Chemists generally depict molecules based on Lewis structures, a concept that has flowed into the computer representations used since the 1970s and 80s. These representations still form the basic records for most databases containing chemical information, which have been used to construct predictive models using neural networks and machine learning since the end of the 1980s, as were various group contribution methods involving some regression algorithm.
The science community is now being challenged with the hype of Big Data and new methods of ML/AI, such as deep learning, that often go against the traditional validation concepts of the cheminformatics community. Chemistry is still entering the digital era and as a discipline it is confronted with a problem not found in some of the more commonplace applications of ML/AI; for example, large e-commerce companies, real time analysis and simulations in the automobile industry and data from large spectrometers and colliders such as the LHC.

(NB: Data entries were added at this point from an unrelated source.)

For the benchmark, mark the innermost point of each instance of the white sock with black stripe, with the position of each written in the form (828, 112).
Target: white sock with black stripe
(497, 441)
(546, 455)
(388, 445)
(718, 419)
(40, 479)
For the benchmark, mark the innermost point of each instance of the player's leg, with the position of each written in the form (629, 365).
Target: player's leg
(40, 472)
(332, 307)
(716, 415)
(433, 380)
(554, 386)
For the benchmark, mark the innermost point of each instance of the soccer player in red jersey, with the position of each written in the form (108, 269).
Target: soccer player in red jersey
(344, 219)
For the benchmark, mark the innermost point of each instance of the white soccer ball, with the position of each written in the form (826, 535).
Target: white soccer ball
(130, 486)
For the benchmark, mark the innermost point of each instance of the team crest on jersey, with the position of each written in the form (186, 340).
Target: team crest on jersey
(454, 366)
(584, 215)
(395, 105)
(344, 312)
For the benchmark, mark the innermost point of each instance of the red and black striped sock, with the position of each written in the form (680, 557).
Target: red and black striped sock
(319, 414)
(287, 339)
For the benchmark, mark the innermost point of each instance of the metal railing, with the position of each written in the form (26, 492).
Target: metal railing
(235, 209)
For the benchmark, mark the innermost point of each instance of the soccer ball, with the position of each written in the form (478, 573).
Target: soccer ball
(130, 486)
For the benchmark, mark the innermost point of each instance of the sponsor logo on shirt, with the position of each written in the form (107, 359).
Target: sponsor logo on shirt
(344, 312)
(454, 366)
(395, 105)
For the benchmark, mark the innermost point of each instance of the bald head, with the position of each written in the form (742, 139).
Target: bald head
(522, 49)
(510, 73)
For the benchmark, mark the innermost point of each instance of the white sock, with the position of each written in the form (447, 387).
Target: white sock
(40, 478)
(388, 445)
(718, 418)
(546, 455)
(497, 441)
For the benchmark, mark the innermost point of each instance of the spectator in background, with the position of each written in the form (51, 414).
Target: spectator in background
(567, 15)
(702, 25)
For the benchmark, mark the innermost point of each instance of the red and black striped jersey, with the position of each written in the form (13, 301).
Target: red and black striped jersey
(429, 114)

The central element in chemistry, i.e. the basic identifier/model for a molecule is no more than metadata, which contain the apparent connectivity between atoms in a formalistic manner of single, double, and triple bonds. Furthermore, chemistry data are not generally measured directly in real time and its findings are often subject to human selection/interpretation based on a predetermined bonding model. The distinction between measurements and the experimentalists’ interpretation of the measurements is far less clear in chemistry than in many other branches of science and engineering. For instance, 13C chemical shifts were for years believed to be equivalent to net atomic charges, a concept without physical reality.